Eighty [39 males, 41 females] patients prospectively evaluated with mean age 46.74 ± 17.3 years. Classification done into stable [n = 7], indeterminate [n = 45] and unstable [n = 28] groups based on SINS scoring. All the patients in unstable group were treated with surgical stabilization whereas none in the stable group required surgical stabilization. In the indeterminate group, 26 patients underwent surgical stabilization, while 19 treated non-operatively. Major determinants predisposing to surgical intervention in "indeterminate group" were pain [14 of 26 patients] and neurological status [11 of 26 patients]. Mean follow-up 38.5 ± 22.61 months with minimum follow-up being 24 months. Preoperative VAS score for pain improved from median of 9/10 to 1/10 following surgery [ < .0001]. In the non-operative group, the improvement was from median score of 6/10 to 1/10 [ < .0001]. Preoperative ODI improved in non-operative and operative group from median of 42% and 70%, respectively to 10% and 12%, respectively in the postoperative period [ < .0001 for both groups].

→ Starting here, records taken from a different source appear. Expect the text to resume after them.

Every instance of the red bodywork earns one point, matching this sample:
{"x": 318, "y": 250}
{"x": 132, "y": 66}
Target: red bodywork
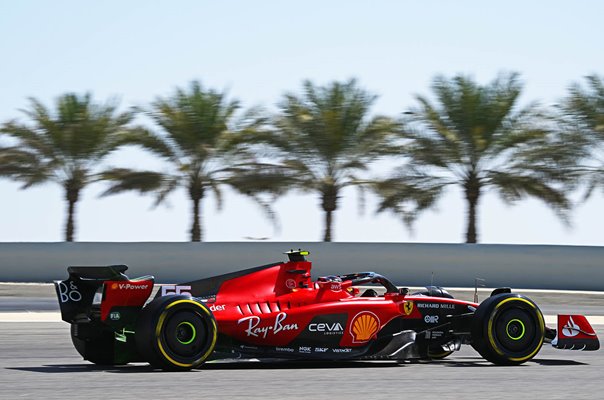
{"x": 273, "y": 306}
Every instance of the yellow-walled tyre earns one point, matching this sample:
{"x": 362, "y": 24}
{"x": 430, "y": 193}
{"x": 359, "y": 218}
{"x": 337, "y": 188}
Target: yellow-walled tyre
{"x": 508, "y": 329}
{"x": 176, "y": 333}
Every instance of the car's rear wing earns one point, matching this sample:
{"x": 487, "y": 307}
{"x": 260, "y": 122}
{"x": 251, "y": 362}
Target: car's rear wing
{"x": 91, "y": 292}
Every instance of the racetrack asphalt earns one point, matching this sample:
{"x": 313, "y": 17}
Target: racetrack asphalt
{"x": 37, "y": 360}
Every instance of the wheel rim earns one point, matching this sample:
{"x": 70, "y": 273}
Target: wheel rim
{"x": 185, "y": 333}
{"x": 516, "y": 330}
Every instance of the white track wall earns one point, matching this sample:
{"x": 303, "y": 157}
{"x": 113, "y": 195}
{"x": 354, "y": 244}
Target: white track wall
{"x": 545, "y": 267}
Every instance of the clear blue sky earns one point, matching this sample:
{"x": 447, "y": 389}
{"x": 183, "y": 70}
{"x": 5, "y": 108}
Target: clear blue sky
{"x": 257, "y": 50}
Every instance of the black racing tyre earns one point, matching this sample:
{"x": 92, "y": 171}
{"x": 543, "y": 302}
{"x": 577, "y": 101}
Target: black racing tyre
{"x": 508, "y": 329}
{"x": 98, "y": 350}
{"x": 176, "y": 333}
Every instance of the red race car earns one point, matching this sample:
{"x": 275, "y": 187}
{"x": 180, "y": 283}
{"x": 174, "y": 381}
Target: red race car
{"x": 277, "y": 311}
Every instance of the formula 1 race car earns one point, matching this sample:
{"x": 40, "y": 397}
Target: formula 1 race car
{"x": 277, "y": 311}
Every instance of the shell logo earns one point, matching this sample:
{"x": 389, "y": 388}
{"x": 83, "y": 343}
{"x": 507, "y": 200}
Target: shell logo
{"x": 364, "y": 326}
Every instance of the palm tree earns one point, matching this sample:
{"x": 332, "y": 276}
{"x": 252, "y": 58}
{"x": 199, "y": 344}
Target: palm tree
{"x": 205, "y": 151}
{"x": 65, "y": 146}
{"x": 479, "y": 138}
{"x": 324, "y": 137}
{"x": 583, "y": 117}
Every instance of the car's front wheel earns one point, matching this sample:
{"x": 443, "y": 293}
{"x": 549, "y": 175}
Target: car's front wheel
{"x": 508, "y": 329}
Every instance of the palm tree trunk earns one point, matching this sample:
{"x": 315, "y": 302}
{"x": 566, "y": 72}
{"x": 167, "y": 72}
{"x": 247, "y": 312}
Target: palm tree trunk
{"x": 329, "y": 203}
{"x": 71, "y": 195}
{"x": 196, "y": 194}
{"x": 472, "y": 191}
{"x": 328, "y": 223}
{"x": 196, "y": 228}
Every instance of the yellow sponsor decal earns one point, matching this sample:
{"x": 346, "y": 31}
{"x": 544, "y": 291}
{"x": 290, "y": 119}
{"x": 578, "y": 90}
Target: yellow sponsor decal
{"x": 364, "y": 326}
{"x": 408, "y": 307}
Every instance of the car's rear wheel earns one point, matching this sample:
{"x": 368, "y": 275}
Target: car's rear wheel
{"x": 176, "y": 333}
{"x": 508, "y": 329}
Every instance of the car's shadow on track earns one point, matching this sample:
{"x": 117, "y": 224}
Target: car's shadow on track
{"x": 479, "y": 362}
{"x": 464, "y": 362}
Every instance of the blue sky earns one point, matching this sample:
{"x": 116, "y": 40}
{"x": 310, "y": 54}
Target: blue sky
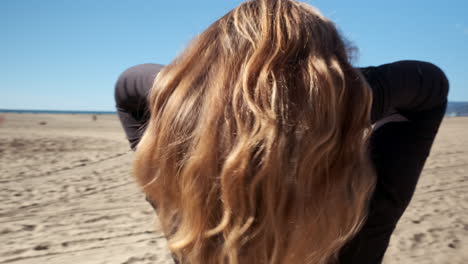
{"x": 67, "y": 54}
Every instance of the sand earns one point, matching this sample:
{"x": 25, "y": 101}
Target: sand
{"x": 68, "y": 196}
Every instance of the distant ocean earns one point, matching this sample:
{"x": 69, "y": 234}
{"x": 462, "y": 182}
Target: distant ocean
{"x": 453, "y": 109}
{"x": 57, "y": 112}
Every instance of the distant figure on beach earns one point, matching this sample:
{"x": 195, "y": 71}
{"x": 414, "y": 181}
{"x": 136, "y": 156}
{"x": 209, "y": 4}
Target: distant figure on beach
{"x": 261, "y": 143}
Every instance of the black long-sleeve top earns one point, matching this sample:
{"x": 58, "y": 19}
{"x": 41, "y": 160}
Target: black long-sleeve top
{"x": 415, "y": 90}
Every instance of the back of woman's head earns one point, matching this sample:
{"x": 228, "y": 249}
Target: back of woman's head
{"x": 256, "y": 149}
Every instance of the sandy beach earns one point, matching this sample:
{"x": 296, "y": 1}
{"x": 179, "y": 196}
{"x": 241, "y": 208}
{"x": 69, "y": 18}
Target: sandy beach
{"x": 68, "y": 196}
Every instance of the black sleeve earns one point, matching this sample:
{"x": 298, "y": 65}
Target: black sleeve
{"x": 418, "y": 91}
{"x": 131, "y": 91}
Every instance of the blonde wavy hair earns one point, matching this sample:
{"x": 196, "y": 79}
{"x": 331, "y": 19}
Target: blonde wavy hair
{"x": 256, "y": 149}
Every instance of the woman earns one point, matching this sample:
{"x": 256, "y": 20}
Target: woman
{"x": 257, "y": 143}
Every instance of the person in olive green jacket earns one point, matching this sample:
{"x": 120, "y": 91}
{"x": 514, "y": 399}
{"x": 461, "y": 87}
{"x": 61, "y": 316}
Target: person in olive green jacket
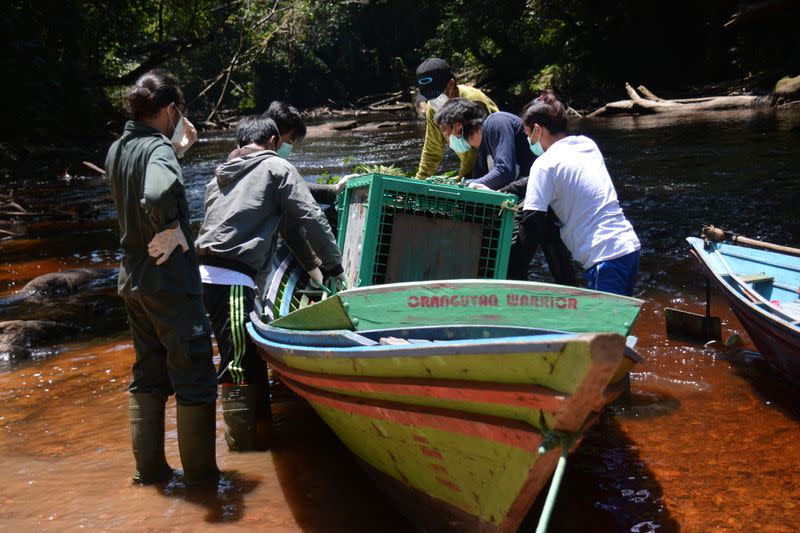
{"x": 437, "y": 84}
{"x": 161, "y": 286}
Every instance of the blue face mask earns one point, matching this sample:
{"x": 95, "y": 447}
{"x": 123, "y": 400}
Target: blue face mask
{"x": 285, "y": 150}
{"x": 459, "y": 144}
{"x": 536, "y": 147}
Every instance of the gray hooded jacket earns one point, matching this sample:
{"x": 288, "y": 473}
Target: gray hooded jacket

SINS scoring can be a helpful tool in surgical decision-making even in spinal tuberculosis. Further refinement of the score can be done with a larger, multicenter study.
前瞻性观察性研究。
评估最初用于肿瘤疾病的SINS评分在评估脊柱结核结构不稳定方面的可行性。
确诊为脊柱结核的患者纳入本研究。根据SINS评分,将分类为“稳定性不确定”的患者根据包括神经状态、疼痛严重程度、内科合并症等其他参数决定是否进行手术治疗。
前瞻性评估了80例患者[39例男性,41例女性],平均年龄46.74±17.3岁。根据SINS评分分为稳定组[n = 7]、不确定组[n = 45]和不稳定组[n = 28]。不稳定组的所有患者均接受手术稳定治疗,而稳定组中无一例需要手术稳定治疗。在不确定组中,26例患者接受了手术稳定治疗,19例接受非手术治疗。“不确定组”手术干预的主要决定因素是疼痛[26例患者中的14例]和神经状态[26例患者中的11例]。平均随访38.5±22.61个月,最短随访时间为24个月。术后疼痛的术前视觉模拟评分(VAS)从中位数9/10改善至1/10[<.0001]。在非手术组中,改善情况是从中位数6/10至1/10[<.0001]。术前脊柱功能障碍指数(ODI)在非手术组和手术组中分别从中位数42%和70%改善至术后的10%和12%[两组均<.0001]。
即使在脊柱结核中,SINS评分也可作为手术决策的有用工具。通过更大规模的多中心研究可对该评分进行进一步完善。